The main storyline in this episode is kickstarted when Alicia Banes calls the Winchesters for help finding her mother. Tasha Banes went missing while investigating some other disappearances. There’s a hesitation before Dean accepts that he and Sam should help. The turning point is when Sam says that the Banes’ mother went on a hunting trip and hasn’t been home in a few days. This is a direct call back to the pilot episode, in which Dean got Sam back into the life in order to search for John.
Our villain in this episode was a twist on the classic witch I’m glad she wasn’t like the average witch on Supernatural. We can’t keep getting repeats of villains like werewolves, vampires, witches, and shifters without there being some unique angles thrown in to keep us on our toes. We’re twelve seasons in here, people. Variety is the spice of life.
The villain, “Demon Borrower Witch” as she is called on IMDB, uses her power in a unique way, delaying her own ride to hell with a complicated borrowing ritual that rips the hearts and memories of her victims and places them in Blair Witch-esque twig puppets. Mad props to the sound department and Foley artists for the bone jarring crunching and cracking sounds produced by these puppets. I will hear that in my nightmares for sure.

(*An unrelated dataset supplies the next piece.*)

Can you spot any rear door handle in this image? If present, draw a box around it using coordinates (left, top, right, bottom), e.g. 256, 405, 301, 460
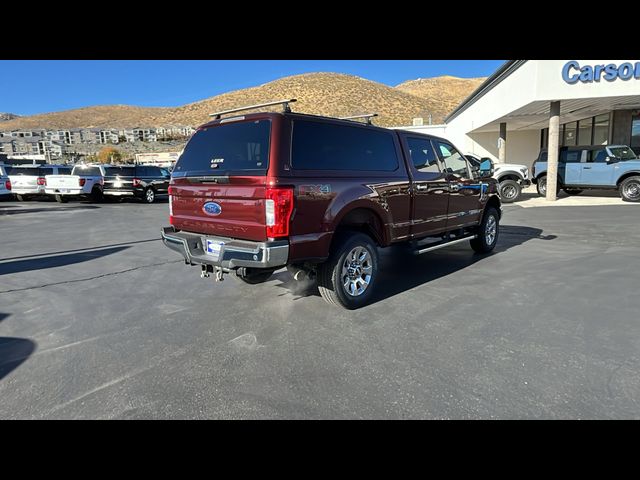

Meanwhile, Mary “I Don’t Play Nice” Winchester is finally figuring out that Mr. Ketch is no catch. See what I did there? Mary has had her suspicions, she’s no dummy, but her need to hunt and make a difference got the better of her. I like the subtle use of camera moves and geography in the British Men of Letters headquarters to ramp up the tension. Smooth Steadicam shots led Mary away from the room she wasn’t supposed to see, wrapping around corners and causing interesting contrasting lines in the hallways of the building. The tension is palpable and visual.
The moral dilemma presented at the end of the episode, when Max needs to make a soul-selling decision, reflects the impulse decisions Sam and Dean have made to save each other, time and time again. Max, however, isn’t lucky enough to be the main character of a TV show. His decision could have lasting consequences.